Elisha is given the privilege of witnessing the glorious assumption of his Master. What is most significant about the experience is not so much the manner of the Master’s departure, but Elisha’s vision of the heavenly power and earthly host. Elisha is empowered by the experience. The same point is made in the New Testament accounts of the transfiguration of Jesus (Matthew 17:1-9, Mark 9:2-8, Luke 9:2-36). Witnessing the event, Peter is quick to focus on its glorious aspect and makes an enthusiastic proposal out of ignorance. However, when Luke speaks later of Jesus being ‘taken up’ (Luke 9:51), the focus is on Jesus’ fulfilment of his mission. We are, perhaps, inclined to focus on the glory of the ascension of Elijah and Jesus, but what is actually important is the fulfilment of God’s will. The purpose of Elijah’s being taken up is the inauguration of the ministry of Elisha. In the account of Jesus’ ascension in Acts, the immediate concern of scripture is likewise with the continuity of ministry, the empowerment of the disciples of Jesus with the presence of the Holy Spirit (Acts 1:2, 11, 22).

For all that the passage of scripture is about the glorious ascension of the Master, it is important to see also that it is about prophetic succession, continuance of ministry, maintenance of discipleship. The disciples follows the Master resolutely, until they are given the gift of the Spirit for their task. The main point of the narrative is the continued availability of people who would proclaim the world of the Lord. The people of God are not left abandoned and alone. As one prophet passes on, another is immediately raised. The ministry in God’s name will go on.

Sometimes, in the Church today, we forget that we are part of a great succession of disciples. We were not always here, and we shall not always be here. Before we were born there were others doing the work. Others, who are not yet born, will follow us in the work. We stand in the midst of a great company of saints, a cloud of witnesses, a community on the way. We forget it at our peril and at the peril of the Church.
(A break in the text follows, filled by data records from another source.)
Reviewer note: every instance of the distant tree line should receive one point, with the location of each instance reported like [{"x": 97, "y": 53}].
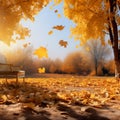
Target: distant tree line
[{"x": 90, "y": 62}]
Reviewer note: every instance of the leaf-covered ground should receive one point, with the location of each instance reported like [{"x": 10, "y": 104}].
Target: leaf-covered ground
[{"x": 59, "y": 97}]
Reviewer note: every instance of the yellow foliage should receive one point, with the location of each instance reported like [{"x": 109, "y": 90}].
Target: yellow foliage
[
  {"x": 41, "y": 70},
  {"x": 50, "y": 32},
  {"x": 63, "y": 43}
]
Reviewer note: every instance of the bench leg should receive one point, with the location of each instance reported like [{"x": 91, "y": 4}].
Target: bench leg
[
  {"x": 16, "y": 79},
  {"x": 23, "y": 79}
]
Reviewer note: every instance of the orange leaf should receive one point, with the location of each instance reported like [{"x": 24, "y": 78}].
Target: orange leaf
[
  {"x": 41, "y": 52},
  {"x": 63, "y": 43},
  {"x": 50, "y": 32},
  {"x": 58, "y": 27}
]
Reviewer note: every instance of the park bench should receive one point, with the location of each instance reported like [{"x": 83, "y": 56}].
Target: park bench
[{"x": 10, "y": 71}]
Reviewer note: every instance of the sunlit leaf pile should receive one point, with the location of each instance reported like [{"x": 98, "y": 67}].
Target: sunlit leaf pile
[{"x": 95, "y": 92}]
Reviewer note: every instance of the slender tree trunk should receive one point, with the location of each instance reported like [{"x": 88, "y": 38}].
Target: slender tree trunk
[{"x": 113, "y": 30}]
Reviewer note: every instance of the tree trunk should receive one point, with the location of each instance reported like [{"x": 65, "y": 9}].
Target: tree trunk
[
  {"x": 117, "y": 69},
  {"x": 113, "y": 30}
]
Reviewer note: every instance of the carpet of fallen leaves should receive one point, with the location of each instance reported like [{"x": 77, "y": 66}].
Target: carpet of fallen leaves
[{"x": 47, "y": 91}]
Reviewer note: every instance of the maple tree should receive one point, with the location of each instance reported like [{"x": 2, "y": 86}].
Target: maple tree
[
  {"x": 98, "y": 53},
  {"x": 93, "y": 19}
]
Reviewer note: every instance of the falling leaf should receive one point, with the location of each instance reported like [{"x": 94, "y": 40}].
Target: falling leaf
[
  {"x": 59, "y": 15},
  {"x": 25, "y": 45},
  {"x": 56, "y": 11},
  {"x": 58, "y": 27},
  {"x": 63, "y": 43},
  {"x": 77, "y": 46},
  {"x": 41, "y": 52},
  {"x": 50, "y": 32}
]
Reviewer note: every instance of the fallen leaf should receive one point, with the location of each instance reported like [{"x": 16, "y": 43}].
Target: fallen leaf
[{"x": 63, "y": 43}]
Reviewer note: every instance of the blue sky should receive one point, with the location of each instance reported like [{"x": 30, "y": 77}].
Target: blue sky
[{"x": 43, "y": 23}]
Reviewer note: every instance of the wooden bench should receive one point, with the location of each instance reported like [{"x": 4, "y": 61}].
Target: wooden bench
[{"x": 10, "y": 71}]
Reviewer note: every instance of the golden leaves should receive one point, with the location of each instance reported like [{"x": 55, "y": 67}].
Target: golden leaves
[
  {"x": 41, "y": 70},
  {"x": 56, "y": 11},
  {"x": 41, "y": 52},
  {"x": 63, "y": 43},
  {"x": 58, "y": 27},
  {"x": 50, "y": 32},
  {"x": 86, "y": 90}
]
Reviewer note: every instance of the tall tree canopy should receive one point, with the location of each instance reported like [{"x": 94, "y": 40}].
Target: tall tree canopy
[{"x": 95, "y": 18}]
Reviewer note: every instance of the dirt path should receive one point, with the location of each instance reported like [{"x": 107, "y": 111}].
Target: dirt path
[{"x": 60, "y": 111}]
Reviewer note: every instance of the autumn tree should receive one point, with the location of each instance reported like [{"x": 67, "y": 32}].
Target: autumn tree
[
  {"x": 97, "y": 52},
  {"x": 94, "y": 19},
  {"x": 76, "y": 62}
]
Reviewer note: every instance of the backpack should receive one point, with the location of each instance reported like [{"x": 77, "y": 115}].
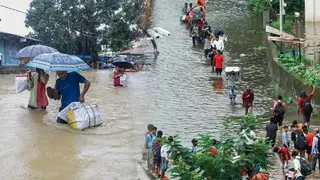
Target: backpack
[
  {"x": 301, "y": 142},
  {"x": 279, "y": 109},
  {"x": 305, "y": 168},
  {"x": 307, "y": 107},
  {"x": 157, "y": 152},
  {"x": 197, "y": 14}
]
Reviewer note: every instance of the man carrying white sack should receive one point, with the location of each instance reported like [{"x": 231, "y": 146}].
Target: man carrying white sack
[{"x": 68, "y": 87}]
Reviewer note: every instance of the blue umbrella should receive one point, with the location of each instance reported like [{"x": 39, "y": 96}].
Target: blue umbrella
[
  {"x": 30, "y": 52},
  {"x": 122, "y": 63},
  {"x": 58, "y": 62}
]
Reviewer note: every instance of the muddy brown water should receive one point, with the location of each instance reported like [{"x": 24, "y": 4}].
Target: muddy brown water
[{"x": 177, "y": 93}]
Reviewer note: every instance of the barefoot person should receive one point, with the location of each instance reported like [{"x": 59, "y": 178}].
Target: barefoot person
[
  {"x": 218, "y": 60},
  {"x": 116, "y": 77},
  {"x": 305, "y": 107},
  {"x": 68, "y": 87},
  {"x": 37, "y": 87},
  {"x": 247, "y": 98}
]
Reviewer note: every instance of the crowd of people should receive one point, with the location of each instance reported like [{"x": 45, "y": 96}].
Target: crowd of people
[
  {"x": 154, "y": 153},
  {"x": 303, "y": 144}
]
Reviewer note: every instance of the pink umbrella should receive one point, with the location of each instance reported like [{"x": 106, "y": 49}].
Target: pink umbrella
[{"x": 126, "y": 52}]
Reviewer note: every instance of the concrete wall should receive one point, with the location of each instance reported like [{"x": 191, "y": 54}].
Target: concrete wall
[
  {"x": 291, "y": 84},
  {"x": 312, "y": 10},
  {"x": 312, "y": 36},
  {"x": 8, "y": 50}
]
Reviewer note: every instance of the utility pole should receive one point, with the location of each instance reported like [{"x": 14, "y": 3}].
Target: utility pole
[
  {"x": 297, "y": 15},
  {"x": 281, "y": 17}
]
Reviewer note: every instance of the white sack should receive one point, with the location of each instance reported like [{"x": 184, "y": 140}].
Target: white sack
[{"x": 21, "y": 83}]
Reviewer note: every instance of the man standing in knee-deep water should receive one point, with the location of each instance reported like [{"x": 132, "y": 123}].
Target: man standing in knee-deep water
[
  {"x": 247, "y": 98},
  {"x": 68, "y": 86},
  {"x": 305, "y": 107}
]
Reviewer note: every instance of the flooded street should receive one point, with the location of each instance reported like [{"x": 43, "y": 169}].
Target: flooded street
[{"x": 177, "y": 93}]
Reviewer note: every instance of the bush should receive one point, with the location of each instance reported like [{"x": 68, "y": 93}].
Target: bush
[
  {"x": 234, "y": 154},
  {"x": 259, "y": 5},
  {"x": 310, "y": 74}
]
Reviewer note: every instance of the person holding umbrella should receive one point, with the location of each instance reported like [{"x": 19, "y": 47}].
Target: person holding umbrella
[
  {"x": 37, "y": 87},
  {"x": 67, "y": 86},
  {"x": 116, "y": 76}
]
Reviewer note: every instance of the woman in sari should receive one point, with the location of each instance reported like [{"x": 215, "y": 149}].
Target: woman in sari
[
  {"x": 116, "y": 76},
  {"x": 37, "y": 87}
]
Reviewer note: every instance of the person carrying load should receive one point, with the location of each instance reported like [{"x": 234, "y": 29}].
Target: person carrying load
[
  {"x": 199, "y": 3},
  {"x": 185, "y": 9},
  {"x": 194, "y": 33},
  {"x": 232, "y": 85}
]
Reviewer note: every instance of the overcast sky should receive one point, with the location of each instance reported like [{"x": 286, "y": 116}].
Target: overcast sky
[{"x": 12, "y": 21}]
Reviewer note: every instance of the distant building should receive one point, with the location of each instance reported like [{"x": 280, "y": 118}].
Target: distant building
[{"x": 10, "y": 44}]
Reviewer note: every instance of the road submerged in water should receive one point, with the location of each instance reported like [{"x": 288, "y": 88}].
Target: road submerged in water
[{"x": 177, "y": 93}]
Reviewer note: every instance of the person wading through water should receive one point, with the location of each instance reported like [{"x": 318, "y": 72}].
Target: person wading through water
[
  {"x": 68, "y": 87},
  {"x": 279, "y": 110},
  {"x": 305, "y": 107},
  {"x": 247, "y": 98},
  {"x": 37, "y": 87}
]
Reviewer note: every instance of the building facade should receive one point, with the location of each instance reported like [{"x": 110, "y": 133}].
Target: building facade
[
  {"x": 10, "y": 44},
  {"x": 312, "y": 10}
]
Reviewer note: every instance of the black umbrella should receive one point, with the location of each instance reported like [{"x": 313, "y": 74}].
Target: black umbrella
[{"x": 123, "y": 63}]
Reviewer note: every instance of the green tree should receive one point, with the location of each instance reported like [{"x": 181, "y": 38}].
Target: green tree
[{"x": 234, "y": 153}]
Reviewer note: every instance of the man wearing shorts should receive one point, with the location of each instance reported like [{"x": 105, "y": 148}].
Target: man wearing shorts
[
  {"x": 279, "y": 108},
  {"x": 309, "y": 137},
  {"x": 218, "y": 60},
  {"x": 247, "y": 99},
  {"x": 303, "y": 100}
]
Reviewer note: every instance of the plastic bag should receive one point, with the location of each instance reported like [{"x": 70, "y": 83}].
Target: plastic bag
[
  {"x": 81, "y": 116},
  {"x": 123, "y": 79},
  {"x": 84, "y": 116},
  {"x": 21, "y": 83}
]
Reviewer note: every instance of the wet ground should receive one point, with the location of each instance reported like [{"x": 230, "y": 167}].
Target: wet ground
[{"x": 177, "y": 93}]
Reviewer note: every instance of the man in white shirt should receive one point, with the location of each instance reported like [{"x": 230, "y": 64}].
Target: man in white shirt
[
  {"x": 219, "y": 44},
  {"x": 297, "y": 166},
  {"x": 164, "y": 156},
  {"x": 1, "y": 59},
  {"x": 315, "y": 150}
]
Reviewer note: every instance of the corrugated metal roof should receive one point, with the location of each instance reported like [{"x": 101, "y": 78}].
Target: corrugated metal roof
[{"x": 32, "y": 39}]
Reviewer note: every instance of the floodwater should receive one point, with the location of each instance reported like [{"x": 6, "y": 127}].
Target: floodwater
[{"x": 177, "y": 93}]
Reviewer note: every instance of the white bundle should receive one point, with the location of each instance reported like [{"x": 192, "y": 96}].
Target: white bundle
[{"x": 21, "y": 83}]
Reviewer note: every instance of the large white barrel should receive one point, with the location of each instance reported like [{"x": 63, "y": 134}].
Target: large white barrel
[
  {"x": 153, "y": 33},
  {"x": 162, "y": 31}
]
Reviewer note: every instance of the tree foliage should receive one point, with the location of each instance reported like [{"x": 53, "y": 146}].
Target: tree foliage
[
  {"x": 82, "y": 26},
  {"x": 234, "y": 153},
  {"x": 292, "y": 5}
]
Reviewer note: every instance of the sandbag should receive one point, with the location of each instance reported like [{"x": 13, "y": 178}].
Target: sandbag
[
  {"x": 123, "y": 79},
  {"x": 71, "y": 114},
  {"x": 83, "y": 116},
  {"x": 21, "y": 83},
  {"x": 197, "y": 14}
]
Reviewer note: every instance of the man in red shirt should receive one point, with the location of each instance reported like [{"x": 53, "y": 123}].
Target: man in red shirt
[
  {"x": 279, "y": 110},
  {"x": 309, "y": 138},
  {"x": 304, "y": 104},
  {"x": 284, "y": 155},
  {"x": 218, "y": 61},
  {"x": 247, "y": 99}
]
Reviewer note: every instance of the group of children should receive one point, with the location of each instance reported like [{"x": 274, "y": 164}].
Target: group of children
[
  {"x": 304, "y": 142},
  {"x": 156, "y": 152}
]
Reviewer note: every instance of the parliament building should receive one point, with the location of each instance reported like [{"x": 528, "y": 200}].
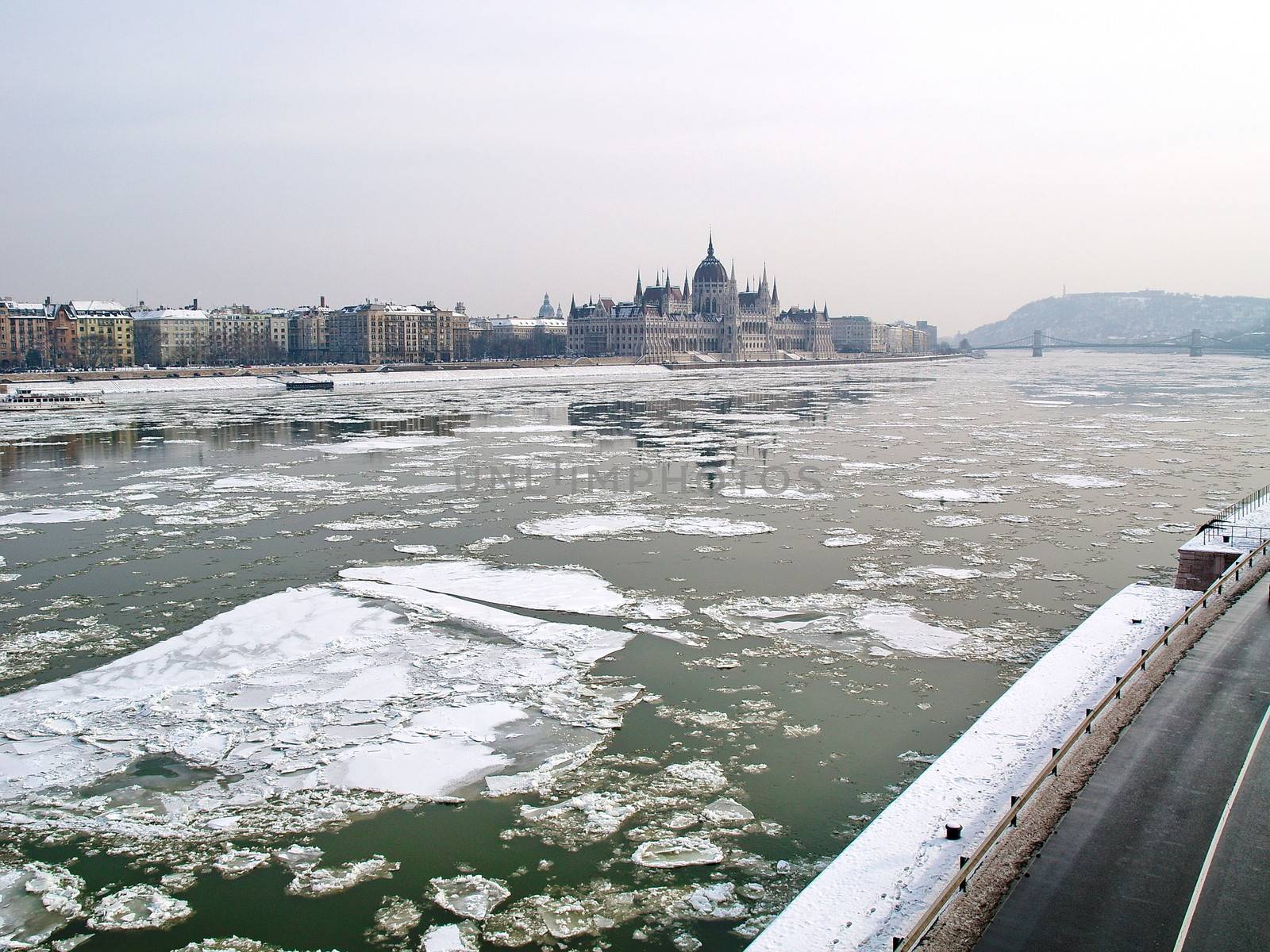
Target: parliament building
[{"x": 706, "y": 321}]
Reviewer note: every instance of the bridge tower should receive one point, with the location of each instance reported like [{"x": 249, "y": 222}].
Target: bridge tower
[{"x": 1197, "y": 349}]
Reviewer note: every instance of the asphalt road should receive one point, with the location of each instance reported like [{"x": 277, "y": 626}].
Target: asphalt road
[{"x": 1140, "y": 857}]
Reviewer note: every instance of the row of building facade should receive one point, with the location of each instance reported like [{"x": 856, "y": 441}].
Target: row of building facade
[
  {"x": 708, "y": 317},
  {"x": 863, "y": 336},
  {"x": 99, "y": 334}
]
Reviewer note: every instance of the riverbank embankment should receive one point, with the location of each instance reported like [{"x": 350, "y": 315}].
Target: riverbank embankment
[
  {"x": 346, "y": 374},
  {"x": 1039, "y": 743}
]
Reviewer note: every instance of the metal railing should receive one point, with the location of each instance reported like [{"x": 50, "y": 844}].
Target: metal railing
[
  {"x": 1226, "y": 524},
  {"x": 1236, "y": 509},
  {"x": 972, "y": 863}
]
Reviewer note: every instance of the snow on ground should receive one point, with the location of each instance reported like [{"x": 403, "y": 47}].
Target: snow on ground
[
  {"x": 889, "y": 873},
  {"x": 413, "y": 380},
  {"x": 374, "y": 685}
]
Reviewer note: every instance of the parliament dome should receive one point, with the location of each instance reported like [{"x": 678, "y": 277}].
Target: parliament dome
[{"x": 710, "y": 270}]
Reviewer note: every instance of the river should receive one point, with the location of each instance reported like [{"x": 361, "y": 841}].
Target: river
[{"x": 625, "y": 660}]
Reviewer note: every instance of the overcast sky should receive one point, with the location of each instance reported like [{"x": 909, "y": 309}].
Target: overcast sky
[{"x": 922, "y": 162}]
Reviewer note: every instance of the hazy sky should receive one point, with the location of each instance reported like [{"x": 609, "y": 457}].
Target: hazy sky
[{"x": 940, "y": 162}]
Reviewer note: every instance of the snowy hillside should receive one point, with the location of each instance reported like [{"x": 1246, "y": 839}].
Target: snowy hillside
[{"x": 1142, "y": 315}]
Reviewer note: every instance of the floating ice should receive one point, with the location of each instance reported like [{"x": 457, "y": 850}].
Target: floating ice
[
  {"x": 940, "y": 494},
  {"x": 310, "y": 697},
  {"x": 37, "y": 900},
  {"x": 469, "y": 896},
  {"x": 416, "y": 550},
  {"x": 956, "y": 522},
  {"x": 463, "y": 937},
  {"x": 901, "y": 631},
  {"x": 591, "y": 526},
  {"x": 319, "y": 880},
  {"x": 679, "y": 850},
  {"x": 727, "y": 812},
  {"x": 276, "y": 482},
  {"x": 238, "y": 862},
  {"x": 1076, "y": 482},
  {"x": 848, "y": 539},
  {"x": 394, "y": 920},
  {"x": 40, "y": 517},
  {"x": 139, "y": 908},
  {"x": 714, "y": 903},
  {"x": 384, "y": 444},
  {"x": 543, "y": 588}
]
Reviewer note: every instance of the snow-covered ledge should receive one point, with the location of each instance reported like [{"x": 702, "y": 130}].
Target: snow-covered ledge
[{"x": 891, "y": 873}]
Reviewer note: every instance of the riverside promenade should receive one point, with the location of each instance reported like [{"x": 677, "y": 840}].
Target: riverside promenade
[
  {"x": 1168, "y": 846},
  {"x": 987, "y": 806}
]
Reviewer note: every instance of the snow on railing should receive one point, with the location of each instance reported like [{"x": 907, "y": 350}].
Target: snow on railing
[{"x": 971, "y": 865}]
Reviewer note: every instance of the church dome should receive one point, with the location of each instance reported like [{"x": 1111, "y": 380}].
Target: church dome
[{"x": 710, "y": 270}]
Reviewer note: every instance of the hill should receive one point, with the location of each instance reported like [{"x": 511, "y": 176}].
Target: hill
[{"x": 1123, "y": 317}]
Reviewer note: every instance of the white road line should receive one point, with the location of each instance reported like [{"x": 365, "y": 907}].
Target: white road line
[{"x": 1217, "y": 835}]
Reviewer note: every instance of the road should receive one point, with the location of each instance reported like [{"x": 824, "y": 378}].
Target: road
[{"x": 1168, "y": 847}]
Like Elijah, like Jesus, we do sometimes need to get out of the way in order that the calling of others can come to birth and find fulfilment.


To Ponder:

  • Do you agree that sometimes we can get in the way of developments by holding onto tasks in the Church?
  • Are you frustrated by a situation in your local context where  people do not let others develop in ministry?
  • What should the Church (whether locally or wider) do to identify, encourage and enable the development of the ministry of new leaders?